Lessons from Building a High-Performance Electron App
Electron has a reputation for being slow. Here's how we achieved 60fps recording with < 200MB memory usage through careful optimization.
Lessons from Building a High-Performance Electron App
Electron gets a bad reputation. "It's just a Chrome tab," people say, implying that any Electron app is destined to be a bloated memory hog. After spending two years building One Rec on Electron, we can say confidently that the framework is not the bottleneck — the choices you make on top of it are.
Memory: The 200MB Budget
We set ourselves a hard target: One Rec must stay under 200MB of resident memory during active recording. This forced discipline across the entire stack. We use a single BrowserWindow for the main editor and render the recording preview in an OffscreenCanvas to avoid creating additional renderer processes. Large assets like video frames are stored in shared ArrayBuffers that the main process and renderer can access without copying.
IPC: The Hidden Bottleneck
Electron's inter-process communication is surprisingly expensive if used carelessly. Early prototypes sent raw frame data over IPC, which serialized and deserialized megabytes of pixel data sixty times per second. We eliminated this by moving frame processing to native addons written in Rust that communicate through shared memory. IPC is now reserved for lightweight control messages — start, stop, seek — that are measured in bytes, not megabytes.

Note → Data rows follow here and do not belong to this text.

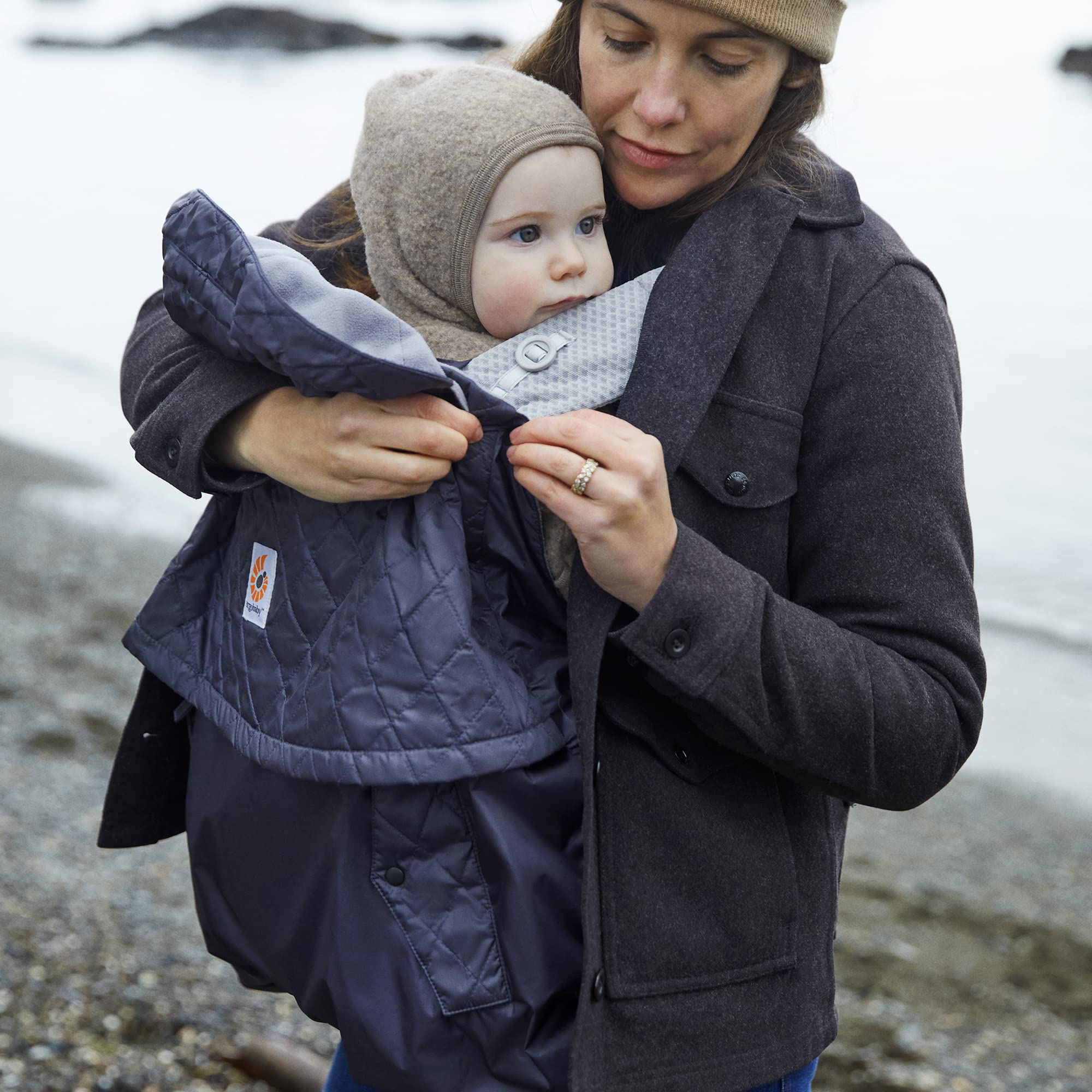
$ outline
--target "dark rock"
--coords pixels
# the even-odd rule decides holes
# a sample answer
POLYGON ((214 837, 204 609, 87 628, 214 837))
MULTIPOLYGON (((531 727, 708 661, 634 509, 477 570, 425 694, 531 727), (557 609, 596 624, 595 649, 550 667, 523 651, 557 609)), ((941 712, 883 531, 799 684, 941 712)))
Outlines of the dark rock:
POLYGON ((1083 72, 1084 75, 1092 75, 1092 46, 1087 49, 1067 49, 1058 68, 1063 72, 1083 72))
POLYGON ((430 35, 400 38, 393 34, 369 31, 356 23, 312 19, 287 9, 217 8, 174 26, 153 25, 112 41, 87 41, 76 38, 32 38, 32 46, 67 48, 105 48, 138 46, 149 43, 181 46, 189 49, 278 49, 283 52, 314 52, 320 49, 345 49, 357 46, 393 46, 401 41, 429 41, 452 49, 485 50, 499 48, 499 38, 484 34, 455 37, 430 35))

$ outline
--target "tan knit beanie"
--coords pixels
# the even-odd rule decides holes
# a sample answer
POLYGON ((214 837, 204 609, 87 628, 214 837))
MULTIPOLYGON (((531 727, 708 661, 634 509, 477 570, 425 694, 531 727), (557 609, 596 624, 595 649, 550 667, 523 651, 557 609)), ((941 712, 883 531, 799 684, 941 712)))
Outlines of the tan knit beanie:
POLYGON ((497 344, 471 298, 482 217, 519 159, 572 144, 603 157, 567 95, 507 68, 403 72, 368 93, 349 176, 368 273, 438 357, 466 360, 497 344))
MULTIPOLYGON (((570 3, 578 0, 568 0, 570 3)), ((827 64, 834 56, 845 0, 672 0, 731 19, 827 64)))

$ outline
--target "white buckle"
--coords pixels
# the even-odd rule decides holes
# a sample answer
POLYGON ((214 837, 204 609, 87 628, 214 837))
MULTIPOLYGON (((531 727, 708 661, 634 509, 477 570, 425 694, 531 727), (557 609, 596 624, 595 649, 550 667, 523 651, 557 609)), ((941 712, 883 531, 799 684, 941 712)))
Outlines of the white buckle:
POLYGON ((565 334, 530 334, 515 346, 515 361, 524 371, 542 371, 570 340, 565 334))

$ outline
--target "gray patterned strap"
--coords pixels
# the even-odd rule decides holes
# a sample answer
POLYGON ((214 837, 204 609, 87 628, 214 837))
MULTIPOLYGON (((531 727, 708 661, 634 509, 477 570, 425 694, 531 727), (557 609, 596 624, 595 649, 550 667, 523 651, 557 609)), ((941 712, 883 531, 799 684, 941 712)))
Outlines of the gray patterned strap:
POLYGON ((621 397, 637 357, 652 270, 476 356, 463 368, 524 416, 547 417, 621 397))

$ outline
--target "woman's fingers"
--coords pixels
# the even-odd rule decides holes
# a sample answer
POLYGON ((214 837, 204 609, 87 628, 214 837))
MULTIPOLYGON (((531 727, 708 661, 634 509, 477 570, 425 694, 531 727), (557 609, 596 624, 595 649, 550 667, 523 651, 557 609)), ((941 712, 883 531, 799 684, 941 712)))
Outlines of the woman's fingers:
POLYGON ((474 414, 460 410, 447 399, 438 397, 435 394, 408 394, 401 399, 387 399, 384 402, 371 404, 388 414, 401 414, 435 422, 444 428, 462 432, 471 443, 482 439, 482 425, 474 414))
MULTIPOLYGON (((508 449, 508 461, 513 466, 526 466, 529 470, 546 474, 566 488, 572 486, 589 458, 587 455, 579 455, 568 448, 557 448, 548 443, 517 443, 508 449)), ((609 474, 610 471, 606 466, 602 464, 596 466, 582 496, 592 499, 602 497, 604 483, 609 474)))
POLYGON ((278 388, 217 430, 215 458, 317 500, 408 497, 443 477, 480 435, 477 419, 430 394, 388 402, 305 397, 278 388))
POLYGON ((513 443, 548 443, 568 448, 584 459, 594 459, 604 466, 627 462, 633 455, 634 442, 646 439, 628 420, 620 420, 597 410, 573 410, 554 417, 537 417, 511 432, 513 443))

Native Addons for Heavy Lifting
The recording pipeline, video encoding, and GPU compositing all run in native Rust modules loaded via Node-API. This gives us predictable performance without garbage collection pauses. The Rust layer handles frame capture using platform-native APIs (ScreenCaptureKit on macOS, DXGI on Windows), encodes to H.264 or H.265 using hardware encoders, and writes directly to disk. The JavaScript layer orchestrates the pipeline but never touches raw pixel data.
Startup Time
Cold start time is critical for a recording tool — when a user wants to capture something, they want it now. We reduced startup from 3.2 seconds to under 800 milliseconds through aggressive code splitting, lazy module loading, and precompiling the V8 snapshot. The recording overlay window is pre-created and hidden at launch so it can appear instantly when the user presses the hotkey.
The Takeaway
Electron is a tool, and like any tool, performance depends on how you use it. The key insight is to keep JavaScript in its lane — UI rendering and orchestration — and delegate compute-heavy work to native code. With that architecture, Electron gives you a mature, well-documented platform for building desktop apps without sacrificing performance.